Botanischer Garten:Und sie blüht doch

Die Titanenwurz im Botanischen Garten wird blühen

Obwohl die Spitze der Titanenwurz beschädigt ist, wird die Pflanze wohl blühen.

(Foto: Robert Haas)

Die Blüte der Titanenwurz öffnet sich nur selten, nun ist es wieder soweit im Botanischen Garten - obwohl jemand die Spitze der Pflanze beschädigt hat.

Von Jasmin Siebert

Von Drama war die Rede auf Twitter, von Spannung sowieso und immer wieder ging es um die lädierte Spitze der Titanenwurz. "Wird sie es trotz des Spitzenverlusts schaffen, sich im unteren Bereich zu entfalten? Wir bangen, hoffen, glauben daran", hat Ehrentraud Bayer, leitende Sammlungsdirektorin des Botanischen Gartens in Nymphenburg, noch am Samstagmorgen getwittert.

Tagelang fieberten sie im Botanischen Garten in Nymphenburg der Blüte der Titanenwurz entgegen - nun endlich ist es soweit, trotz Verletzung: Am Donnerstag hatte jemand ein Stück des Kolbens weggesäbelt, am Montagnachmittag begann sie dennoch sich zu öffnen. Von Dienstag an wird die Blüte laut Botanischem Garten für kurze Zeit zu sehen sein.

Es riecht nach Verwesung

Es war fast ein Krimi, der sich da abspielte im Botanischen Garten, mit der Titanenwurz als Hauptdarstellerin. Am Freitag hatte ein Gärtner bemerkt, dass ein Stück des Kolbens auf dem Boden neben der Pflanze lag. Jemand muss es am Donnerstag kurz vor Schließung der Gewächshäuser abgesäbelt haben. Bayer schließt aus, dass das Stück einfach abgebrochen ist. Vermutungen, wer die Pflanzenspitze beschädigt haben könnte, hat sie nicht. "Wir tappen da echt im Dunkeln", sagt sie. Anzeige erstattet hat sie nicht, ohne konkreten Verdacht bringe das nichts, glaubt Bayer.

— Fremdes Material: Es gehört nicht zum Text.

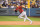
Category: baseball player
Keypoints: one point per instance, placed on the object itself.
(23, 13)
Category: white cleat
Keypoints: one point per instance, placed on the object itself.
(31, 22)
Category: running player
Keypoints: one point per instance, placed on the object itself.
(23, 13)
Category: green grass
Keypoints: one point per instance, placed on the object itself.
(15, 18)
(19, 25)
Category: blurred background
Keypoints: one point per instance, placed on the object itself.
(32, 6)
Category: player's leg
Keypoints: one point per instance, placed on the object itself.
(20, 16)
(27, 18)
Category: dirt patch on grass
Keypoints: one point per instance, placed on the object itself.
(19, 23)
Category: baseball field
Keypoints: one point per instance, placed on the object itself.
(14, 21)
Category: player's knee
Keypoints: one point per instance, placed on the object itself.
(18, 16)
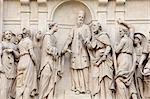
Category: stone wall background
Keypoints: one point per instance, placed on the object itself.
(36, 14)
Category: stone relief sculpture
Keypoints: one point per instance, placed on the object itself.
(77, 40)
(139, 43)
(31, 67)
(49, 70)
(26, 87)
(144, 68)
(101, 63)
(8, 52)
(125, 87)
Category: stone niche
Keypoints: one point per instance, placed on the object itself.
(65, 14)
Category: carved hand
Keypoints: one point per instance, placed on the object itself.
(1, 69)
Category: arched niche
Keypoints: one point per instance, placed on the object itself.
(66, 12)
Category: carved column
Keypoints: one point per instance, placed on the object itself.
(42, 15)
(102, 12)
(1, 19)
(120, 14)
(25, 14)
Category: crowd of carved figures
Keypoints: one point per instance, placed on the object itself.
(31, 65)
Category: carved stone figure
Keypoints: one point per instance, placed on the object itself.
(139, 43)
(125, 87)
(79, 55)
(101, 63)
(8, 52)
(49, 64)
(37, 43)
(26, 87)
(144, 66)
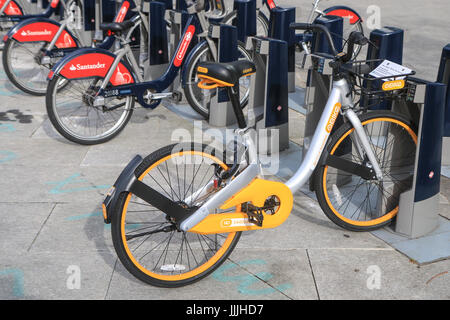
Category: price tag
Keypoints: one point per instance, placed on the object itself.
(390, 69)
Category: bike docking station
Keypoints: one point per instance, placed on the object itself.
(221, 112)
(418, 231)
(444, 77)
(155, 47)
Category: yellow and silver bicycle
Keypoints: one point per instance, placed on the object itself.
(178, 213)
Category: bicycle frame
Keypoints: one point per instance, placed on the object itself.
(339, 101)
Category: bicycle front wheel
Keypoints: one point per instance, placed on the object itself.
(358, 204)
(74, 115)
(21, 61)
(148, 243)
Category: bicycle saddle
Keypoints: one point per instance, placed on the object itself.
(216, 74)
(117, 26)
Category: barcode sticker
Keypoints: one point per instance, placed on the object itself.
(390, 69)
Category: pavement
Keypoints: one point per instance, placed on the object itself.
(54, 244)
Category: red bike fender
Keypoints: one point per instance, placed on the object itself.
(12, 9)
(44, 31)
(122, 12)
(96, 65)
(54, 3)
(344, 13)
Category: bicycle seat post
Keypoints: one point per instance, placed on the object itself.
(233, 93)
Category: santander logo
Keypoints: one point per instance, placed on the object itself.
(44, 32)
(184, 46)
(12, 10)
(77, 67)
(123, 11)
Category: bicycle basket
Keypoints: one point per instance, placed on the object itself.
(373, 90)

Ab und zu schnitten sich Besucher - Bayer nennt sie "Zufallstäter" - Ableger von Pflanzen ab, was streng verboten ist. Deswegen sind bereits zahlreiche seltene Pflanzen durch Glasscheiben geschützt. Mutwillige Zerstörungen kämen aber eher selten vor. Das abgesäbelte Kolbenstück der Titanenwurz - außen ledrig zäh, innen locker schwammig - hielt Bayer in den letzten Tagen Besuchern unter die Nase. Es riecht leicht nach Verwesung.

Ähnlich wie der Geruch ist auch der botanische Name der Pflanze nicht schmeichelhaft: amorphophallus titanum heißt so viel wie "unförmiger Riesenpenis". Heimisch ist sie auf Sumatra und wenn sie blüht, zeigt sie den größten Blütenstand der Welt. Ihr auffälligstes Merkmal ist der Aasgeruch, den sie absondert, wenn sie blüht.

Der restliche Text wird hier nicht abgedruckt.